In Scotland, the legislative framework setting out who has parental rights and responsibilities and how child-related disputes can be approached is found in the Children (Scotland) Act 1995. In the UK, the legislative framework setting out definitions of parenthood in assisted conception is found in the Human Fertilisation and Embryology Act 1990 (as amended).
There is no definitive interface between the two Acts, although some of the terminology is similar. Reference is made to the welfare of the child in both. Clinicians have a duty to consider the welfare of a child born as a result of fertility treatment in accepting patients for treatment. The best interests of the child will govern decisions about care arrangements on separation. How is the welfare test applied in cases in which a same sex parent seeks a residence or contact order? Does it matter?

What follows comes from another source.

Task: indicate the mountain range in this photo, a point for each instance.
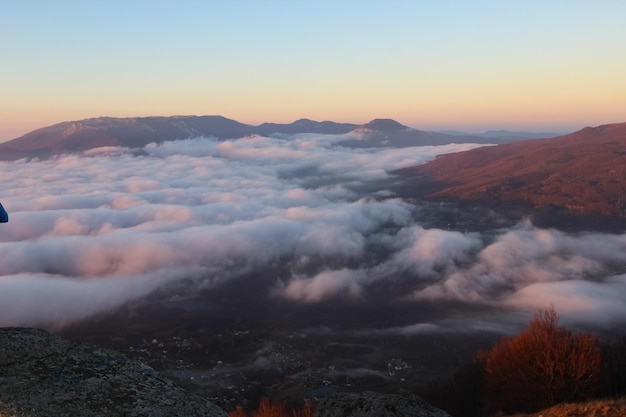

Should shared care rub out gender lines?
Arguably it does. Scotland is about to herald what could be a new dawn in child law. The Children (Scotland) Bill is being widely debated as I write. One of the more apparently controversial aspects is whether or not the new legislation ought to replace the concepts of "residence" and "contact" with a presumption of shared care, which can be displaced in favour of one parent on the basis of a child welfare test.
On one view, such a presumption would create a greater degree of equality between parents. There would be no "primary carer" or "resident parent", terms which are frequently used in family courts but which arguably carry gender aligned connotations of motherhood and paternity. It matters because the notion of there being a "resident parent" in practice often equates to one parent having a greater degree of input to the everyday parenting decisions which must be made, but also the major decisions which need to be made and which will shape a child's future. These roles still do often follow gender lines. Arguments around parental alienation and the marginalisation of one parent are commonly heard.
The debate is an important one to be had, and it is timely. Shared Parenting Scotland (the charity formerly known as Families Need Fathers) recognises that modern family units come in different forms, arguing that the legislative framework needs to adapt in order to recognise the realities of our modern society and the rise in same sex family units.
From my own experience as a family and child law practitioner, it seems to me essential that all those involved in working with children on separation recognise that children need a legal framework which supports their having a meaningful relationship with both parents post-separation, regardless of gender.
Societal shifts have meant that more fathers are playing a more active role in the day-to-day care of children. The debate about shared care has been in the public arena for many years now. Future years are, in my view, likely to hold a widening of the debate to include discussion around whether gender roles have a place in the family courts at all.
The statistics around same sex divorce and family creation suggest that the constitution of modern family units continues to evolve. It remains to be seen whether our legal system will keep pace.